Lets assume I have the following array
import numpy as np a = np.array([[0. 0. 0. 0. 0. 0. 0. 0. 0. 0.] [0. 0. 0. 0. 0. 0. 0. 0. 0. 0.] [0. 0. 0. 0. 1. 1. 1. 0. 0. 0.] [0. 0. 0. 0. 1. 1. 1. 0. 0. 0.] [0. 0. 0. 0. 1. 1. 1. 0. 0. 0.] [0. 0. 0. 0. 0. 0. 0. 0. 0. 0.] [0. 0. 0. 0. 0. 0. 0. 0. 0. 0.] [0. 0. 1. 1. 1. 0. 0. 0. 0. 0.] [0. 0. 1. 1. 1. 0. 0. 0. 0. 0.] [0. 0. 1. 1. 1. 0. 0. 0. 0. 0.] [0. 0. 0. 0. 0. 0. 0. 0. 0. 0.]])

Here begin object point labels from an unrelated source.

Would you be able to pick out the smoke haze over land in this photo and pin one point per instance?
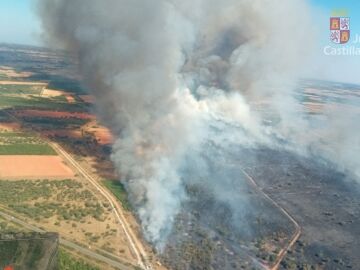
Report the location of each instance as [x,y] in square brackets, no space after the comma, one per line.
[171,77]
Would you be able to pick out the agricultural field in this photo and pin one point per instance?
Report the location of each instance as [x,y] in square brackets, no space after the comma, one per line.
[68,262]
[28,250]
[21,89]
[66,206]
[16,143]
[42,106]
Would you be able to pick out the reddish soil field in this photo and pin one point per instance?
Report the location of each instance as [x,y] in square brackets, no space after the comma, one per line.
[33,167]
[101,133]
[87,98]
[62,132]
[9,126]
[54,114]
[103,136]
[70,99]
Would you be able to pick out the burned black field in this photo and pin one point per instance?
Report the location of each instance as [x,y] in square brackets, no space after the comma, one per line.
[325,203]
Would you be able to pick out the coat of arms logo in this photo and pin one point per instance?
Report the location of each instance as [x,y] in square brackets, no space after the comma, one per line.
[340,29]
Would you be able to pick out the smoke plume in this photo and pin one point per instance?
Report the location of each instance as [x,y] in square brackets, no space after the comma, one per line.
[171,76]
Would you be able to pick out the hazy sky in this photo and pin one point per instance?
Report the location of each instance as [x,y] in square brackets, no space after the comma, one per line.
[20,25]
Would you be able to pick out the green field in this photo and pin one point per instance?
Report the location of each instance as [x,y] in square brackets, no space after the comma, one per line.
[68,262]
[37,102]
[27,250]
[15,89]
[41,199]
[13,143]
[27,149]
[119,191]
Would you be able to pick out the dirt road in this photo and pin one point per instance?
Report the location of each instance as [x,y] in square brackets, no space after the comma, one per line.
[297,232]
[69,244]
[135,244]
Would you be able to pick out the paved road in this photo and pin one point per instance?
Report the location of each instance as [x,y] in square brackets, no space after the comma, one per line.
[135,244]
[70,244]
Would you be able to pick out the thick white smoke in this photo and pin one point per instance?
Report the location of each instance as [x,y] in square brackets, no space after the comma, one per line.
[165,72]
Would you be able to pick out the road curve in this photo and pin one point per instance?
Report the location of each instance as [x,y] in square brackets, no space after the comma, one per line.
[135,244]
[69,244]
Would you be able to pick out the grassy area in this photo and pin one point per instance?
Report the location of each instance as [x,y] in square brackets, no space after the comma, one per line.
[36,102]
[39,199]
[119,191]
[15,143]
[15,89]
[51,122]
[68,262]
[27,253]
[3,77]
[27,149]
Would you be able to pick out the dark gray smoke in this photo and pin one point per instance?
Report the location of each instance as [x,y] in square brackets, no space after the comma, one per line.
[169,76]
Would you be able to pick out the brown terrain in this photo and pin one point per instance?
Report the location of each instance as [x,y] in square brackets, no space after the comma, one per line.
[33,167]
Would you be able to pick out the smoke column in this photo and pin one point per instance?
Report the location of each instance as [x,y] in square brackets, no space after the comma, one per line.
[167,73]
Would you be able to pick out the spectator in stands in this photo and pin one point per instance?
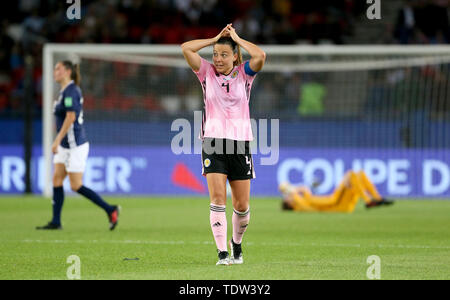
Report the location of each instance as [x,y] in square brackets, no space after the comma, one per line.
[406,22]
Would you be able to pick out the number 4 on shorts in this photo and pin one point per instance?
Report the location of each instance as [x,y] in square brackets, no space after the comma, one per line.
[249,163]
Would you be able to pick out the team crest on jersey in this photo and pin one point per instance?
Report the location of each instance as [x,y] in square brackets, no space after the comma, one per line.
[207,163]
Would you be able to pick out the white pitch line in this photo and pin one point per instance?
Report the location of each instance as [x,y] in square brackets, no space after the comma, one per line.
[246,244]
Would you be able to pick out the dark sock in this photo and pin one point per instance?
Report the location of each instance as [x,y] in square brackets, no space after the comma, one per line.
[94,197]
[58,201]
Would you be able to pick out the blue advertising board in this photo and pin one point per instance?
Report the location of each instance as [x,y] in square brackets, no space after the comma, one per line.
[143,170]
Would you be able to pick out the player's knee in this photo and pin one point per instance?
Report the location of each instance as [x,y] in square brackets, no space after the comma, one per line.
[58,180]
[75,186]
[218,198]
[241,206]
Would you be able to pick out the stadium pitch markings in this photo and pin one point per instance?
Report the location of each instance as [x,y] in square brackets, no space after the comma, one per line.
[246,244]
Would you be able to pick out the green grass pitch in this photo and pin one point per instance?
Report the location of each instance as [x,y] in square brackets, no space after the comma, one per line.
[171,237]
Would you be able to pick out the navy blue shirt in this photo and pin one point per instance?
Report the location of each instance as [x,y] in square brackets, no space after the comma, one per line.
[71,99]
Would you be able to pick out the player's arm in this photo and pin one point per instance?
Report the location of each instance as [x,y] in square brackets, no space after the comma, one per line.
[191,48]
[258,56]
[68,121]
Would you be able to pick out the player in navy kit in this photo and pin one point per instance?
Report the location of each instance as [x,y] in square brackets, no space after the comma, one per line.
[71,147]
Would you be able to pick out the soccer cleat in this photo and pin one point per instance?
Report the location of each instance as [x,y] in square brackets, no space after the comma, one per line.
[373,203]
[385,201]
[236,253]
[223,259]
[49,226]
[114,217]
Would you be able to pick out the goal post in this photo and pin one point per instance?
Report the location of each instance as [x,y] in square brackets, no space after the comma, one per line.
[345,97]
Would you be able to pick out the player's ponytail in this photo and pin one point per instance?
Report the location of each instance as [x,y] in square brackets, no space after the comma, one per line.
[75,74]
[238,61]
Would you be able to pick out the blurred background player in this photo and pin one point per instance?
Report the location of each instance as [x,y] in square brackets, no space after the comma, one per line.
[354,186]
[70,147]
[226,87]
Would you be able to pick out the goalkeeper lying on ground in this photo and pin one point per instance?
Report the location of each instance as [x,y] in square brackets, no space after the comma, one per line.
[354,186]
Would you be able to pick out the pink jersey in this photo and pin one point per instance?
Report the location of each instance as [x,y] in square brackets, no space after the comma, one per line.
[226,114]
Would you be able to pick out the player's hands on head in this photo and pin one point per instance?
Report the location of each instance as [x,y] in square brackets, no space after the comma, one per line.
[224,33]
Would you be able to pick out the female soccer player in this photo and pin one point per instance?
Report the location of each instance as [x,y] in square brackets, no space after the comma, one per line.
[70,147]
[354,186]
[226,131]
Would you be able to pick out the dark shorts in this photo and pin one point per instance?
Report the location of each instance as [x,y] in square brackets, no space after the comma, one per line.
[228,157]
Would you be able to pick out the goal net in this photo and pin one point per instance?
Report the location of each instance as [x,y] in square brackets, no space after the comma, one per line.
[382,109]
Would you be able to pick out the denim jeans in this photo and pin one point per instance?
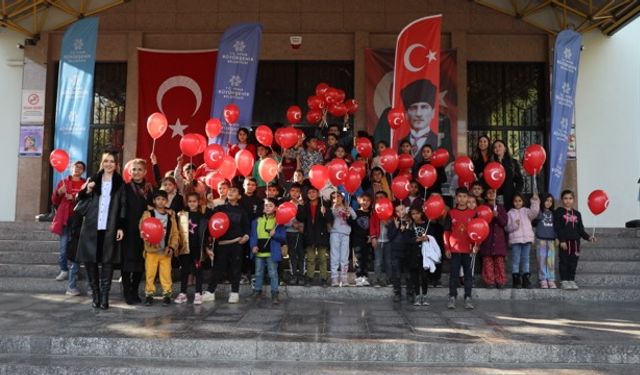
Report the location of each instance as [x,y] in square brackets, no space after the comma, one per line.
[272,268]
[520,257]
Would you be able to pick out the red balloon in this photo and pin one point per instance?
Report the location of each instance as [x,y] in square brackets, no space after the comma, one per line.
[315,103]
[244,162]
[285,212]
[598,201]
[294,114]
[352,106]
[395,117]
[434,207]
[427,175]
[231,113]
[463,167]
[352,181]
[218,224]
[318,175]
[213,155]
[401,186]
[213,127]
[389,160]
[485,212]
[338,169]
[405,161]
[268,169]
[359,167]
[228,168]
[440,157]
[157,124]
[364,147]
[286,137]
[264,135]
[338,109]
[383,209]
[152,230]
[478,230]
[534,158]
[59,160]
[494,174]
[314,116]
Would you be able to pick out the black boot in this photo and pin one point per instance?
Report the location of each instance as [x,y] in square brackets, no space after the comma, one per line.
[105,285]
[516,281]
[526,284]
[93,278]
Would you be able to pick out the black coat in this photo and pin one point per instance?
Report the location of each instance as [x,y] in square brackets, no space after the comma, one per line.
[88,241]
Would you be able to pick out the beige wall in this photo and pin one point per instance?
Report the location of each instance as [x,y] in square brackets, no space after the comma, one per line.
[336,30]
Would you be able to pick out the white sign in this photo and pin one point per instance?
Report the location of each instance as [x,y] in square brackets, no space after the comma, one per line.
[32,107]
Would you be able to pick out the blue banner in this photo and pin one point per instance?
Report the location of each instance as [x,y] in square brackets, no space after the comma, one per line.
[235,82]
[75,90]
[563,93]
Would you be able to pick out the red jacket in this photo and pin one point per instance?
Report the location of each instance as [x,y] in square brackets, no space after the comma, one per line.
[456,239]
[64,207]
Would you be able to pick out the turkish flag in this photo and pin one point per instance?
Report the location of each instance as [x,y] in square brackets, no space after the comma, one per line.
[417,73]
[180,85]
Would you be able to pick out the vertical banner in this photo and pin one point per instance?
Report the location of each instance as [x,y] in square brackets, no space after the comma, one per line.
[178,84]
[566,58]
[379,79]
[75,90]
[235,82]
[416,82]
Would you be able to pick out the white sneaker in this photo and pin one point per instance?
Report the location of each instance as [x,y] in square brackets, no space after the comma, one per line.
[234,297]
[208,296]
[72,292]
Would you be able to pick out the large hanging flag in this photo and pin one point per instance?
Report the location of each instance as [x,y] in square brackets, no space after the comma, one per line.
[566,58]
[75,90]
[236,70]
[178,84]
[416,82]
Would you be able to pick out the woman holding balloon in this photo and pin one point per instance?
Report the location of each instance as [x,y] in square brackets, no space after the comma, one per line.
[102,203]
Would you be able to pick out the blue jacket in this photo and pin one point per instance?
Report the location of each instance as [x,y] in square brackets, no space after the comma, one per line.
[275,243]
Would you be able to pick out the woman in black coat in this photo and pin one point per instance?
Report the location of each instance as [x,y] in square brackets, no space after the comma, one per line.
[513,181]
[101,203]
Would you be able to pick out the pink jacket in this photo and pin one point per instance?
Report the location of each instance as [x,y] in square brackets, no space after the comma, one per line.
[522,233]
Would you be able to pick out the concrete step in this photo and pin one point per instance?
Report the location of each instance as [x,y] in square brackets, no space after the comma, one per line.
[39,364]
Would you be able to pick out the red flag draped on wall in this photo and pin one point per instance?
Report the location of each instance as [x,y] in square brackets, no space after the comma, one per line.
[417,81]
[180,85]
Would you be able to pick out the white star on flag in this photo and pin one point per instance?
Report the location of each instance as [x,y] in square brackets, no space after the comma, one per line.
[431,56]
[178,128]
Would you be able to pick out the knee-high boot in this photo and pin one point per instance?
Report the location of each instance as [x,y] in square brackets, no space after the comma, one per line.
[92,275]
[106,275]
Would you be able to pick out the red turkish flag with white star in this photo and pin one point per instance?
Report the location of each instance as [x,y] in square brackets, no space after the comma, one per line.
[180,85]
[417,58]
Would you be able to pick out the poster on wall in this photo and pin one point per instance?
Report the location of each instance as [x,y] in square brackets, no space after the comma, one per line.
[30,142]
[32,107]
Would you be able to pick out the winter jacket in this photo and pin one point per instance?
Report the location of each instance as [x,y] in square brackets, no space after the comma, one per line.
[522,233]
[496,243]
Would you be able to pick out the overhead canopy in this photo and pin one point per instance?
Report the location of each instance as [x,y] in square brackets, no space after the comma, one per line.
[554,16]
[31,17]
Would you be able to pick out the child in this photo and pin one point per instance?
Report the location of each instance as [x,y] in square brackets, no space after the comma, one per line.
[265,241]
[316,218]
[567,223]
[494,249]
[360,240]
[458,248]
[401,235]
[193,224]
[339,238]
[546,244]
[521,237]
[159,256]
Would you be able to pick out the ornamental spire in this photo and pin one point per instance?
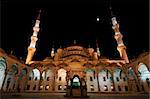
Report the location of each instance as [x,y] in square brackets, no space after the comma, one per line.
[34,38]
[118,36]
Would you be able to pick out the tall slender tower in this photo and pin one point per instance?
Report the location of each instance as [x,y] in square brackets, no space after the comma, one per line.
[97,48]
[118,36]
[31,48]
[52,51]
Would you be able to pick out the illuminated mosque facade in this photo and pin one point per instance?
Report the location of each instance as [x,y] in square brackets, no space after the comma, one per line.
[75,70]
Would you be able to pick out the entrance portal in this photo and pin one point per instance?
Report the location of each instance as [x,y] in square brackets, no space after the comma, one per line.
[77,87]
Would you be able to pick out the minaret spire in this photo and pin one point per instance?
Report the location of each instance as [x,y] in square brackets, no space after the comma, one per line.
[118,36]
[34,38]
[97,48]
[52,51]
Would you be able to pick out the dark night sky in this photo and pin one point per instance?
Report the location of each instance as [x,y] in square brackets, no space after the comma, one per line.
[62,22]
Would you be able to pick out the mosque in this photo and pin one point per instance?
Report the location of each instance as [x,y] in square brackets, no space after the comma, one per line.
[75,70]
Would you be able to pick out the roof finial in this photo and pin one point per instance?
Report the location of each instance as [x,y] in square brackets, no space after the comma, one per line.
[74,41]
[39,15]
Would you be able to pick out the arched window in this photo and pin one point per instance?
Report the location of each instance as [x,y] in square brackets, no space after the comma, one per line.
[49,74]
[120,79]
[62,74]
[35,74]
[2,70]
[144,76]
[76,82]
[105,77]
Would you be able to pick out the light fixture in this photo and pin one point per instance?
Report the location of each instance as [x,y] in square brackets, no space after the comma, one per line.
[97,18]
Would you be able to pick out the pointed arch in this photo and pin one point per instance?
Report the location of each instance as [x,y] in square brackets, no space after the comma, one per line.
[120,79]
[3,67]
[34,74]
[105,80]
[144,76]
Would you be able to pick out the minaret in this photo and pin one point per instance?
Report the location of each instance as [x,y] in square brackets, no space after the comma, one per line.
[97,48]
[52,51]
[31,48]
[118,36]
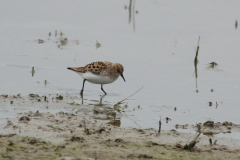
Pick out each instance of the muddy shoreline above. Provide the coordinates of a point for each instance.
(39, 133)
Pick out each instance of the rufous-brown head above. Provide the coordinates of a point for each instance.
(118, 68)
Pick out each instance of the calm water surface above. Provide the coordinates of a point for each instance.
(154, 40)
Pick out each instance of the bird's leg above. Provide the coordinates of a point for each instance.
(82, 87)
(103, 90)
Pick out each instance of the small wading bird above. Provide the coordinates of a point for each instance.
(101, 72)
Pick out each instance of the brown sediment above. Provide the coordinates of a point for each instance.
(66, 134)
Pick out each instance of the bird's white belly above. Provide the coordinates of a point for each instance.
(96, 79)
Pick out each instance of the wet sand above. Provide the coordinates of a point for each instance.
(39, 133)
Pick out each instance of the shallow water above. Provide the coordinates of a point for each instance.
(155, 41)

and want to get the center of each block of ones, so that I can get the following array:
a_centers = np.array([[0. 0. 0. 0. 0. 0. 0. 0. 0. 0.] [0. 0. 0. 0. 0. 0. 0. 0. 0. 0.] [0. 0. 0. 0. 0. 0. 0. 0. 0. 0.] [0. 0. 0. 0. 0. 1. 0. 0. 0. 0.] [0. 0. 0. 0. 0. 0. 0. 0. 0. 0.] [0. 0. 0. 0. 0. 0. 0. 0. 0. 0.] [0. 0. 0. 0. 0. 0. 0. 0. 0. 0.] [0. 0. 0. 0. 0. 0. 0. 0. 0. 0.] [0. 0. 0. 1. 0. 0. 0. 0. 0. 0.] [0. 0. 0. 0. 0. 0. 0. 0. 0. 0.] [0. 0. 0. 0. 0. 0. 0. 0. 0. 0.]])
I already thought about using means or convolutions, but I couldn’t think of a really simple solution.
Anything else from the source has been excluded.